Lean Rust port of the BIDS Validator. The repository keeps the Rust implementation and pins the TypeScript/Deno validator as an external upstream release for rules, fixtures, Deno oracle export, and parity benchmarking.
Current pin:
- BIDS Validator:
2.4.1 - Upstream commit:
94ea9719efbbac7531fed8ad8a2a7bf764cee51f - Rust package version:
0.1.20260517
bids-validator -V reports the upstream validator version/commit and the Rust package version, for example:
bids-validator 2.4.1 commit 94ea971 rust 0.1.20260517
bids-validator-rs/
├── Cargo.toml
├── Cargo.lock
├── src/ # root CLI/library facade
├── crates/ # internal Rust crates
├── schemas/ # bundled schema consumed at compile time
├── scripts/ # upstream/data fetch and smoke helpers
├── tests/ # Rust parity/oracle harness inputs
└── benches/ # benchmark entrypoints
The crate boundaries are intentionally preserved from the working prototype. Flattening everything into one Rust module tree can happen later, but this split keeps the beta behavior reviewable.
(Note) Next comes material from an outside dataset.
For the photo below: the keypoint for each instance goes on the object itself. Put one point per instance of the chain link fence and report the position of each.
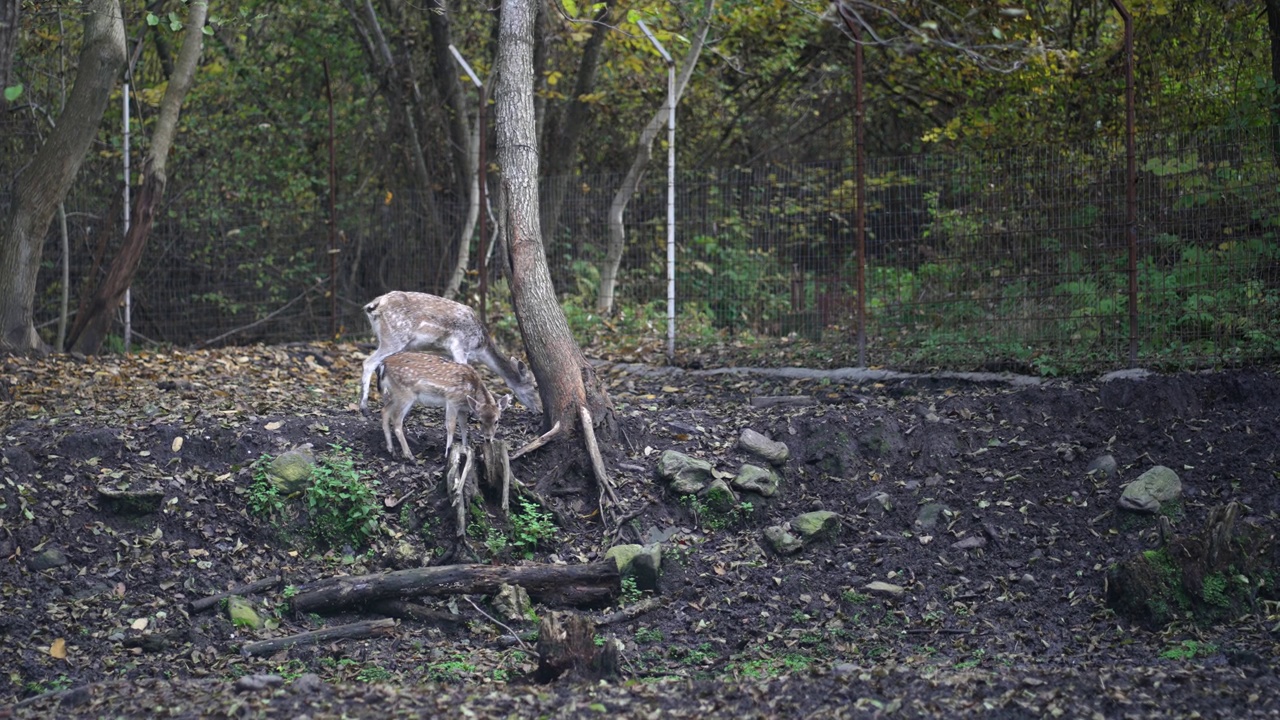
(1005, 259)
python3 scripts/fetch_upstream.py
cargo build --release --locked
target/release/bids-validator -VThe upstream source is downloaded to vendor/bids-validator-2.4.1 and is ignored by git.
cargo fmt --all -- --check
cargo test --workspace
cargo clippy --workspace --all-targets -- -D warnings
python3 tests/parity/run.py valid_headersAfter scripts/fetch_upstream.py, the Deno oracle exporter can be regenerated with:
deno run --allow-read --allow-write --allow-env tests/oracle/export.tsThe exported oracle manifests under tests/oracle/cases/ are generated from the pinned vendor release and are ignored by git.
Correctness is covered by the Rust tests, oracle tests, and cached Deno parity harness. The benchmark script is only for optimization work and uses the optimized Rust release binary.
cargo build --release --lockedThe standard local benchmark datasets are kept outside git:
python3 scripts/fetch_bench_data.py pet002
python3 scripts/fetch_bench_data.py ds005016
python3 benches/validator_perf.py pet002 ds005016pet002 is copied from bids-standard/bids-examples into data/pet002-tiny, with tiny valid NIfTI files replacing empty .nii and .nii.gz placeholders. This is the default image-included structural and metadata benchmark. Pass --bids-examples-ref <commit> to pin the source snapshot for a published benchmark run.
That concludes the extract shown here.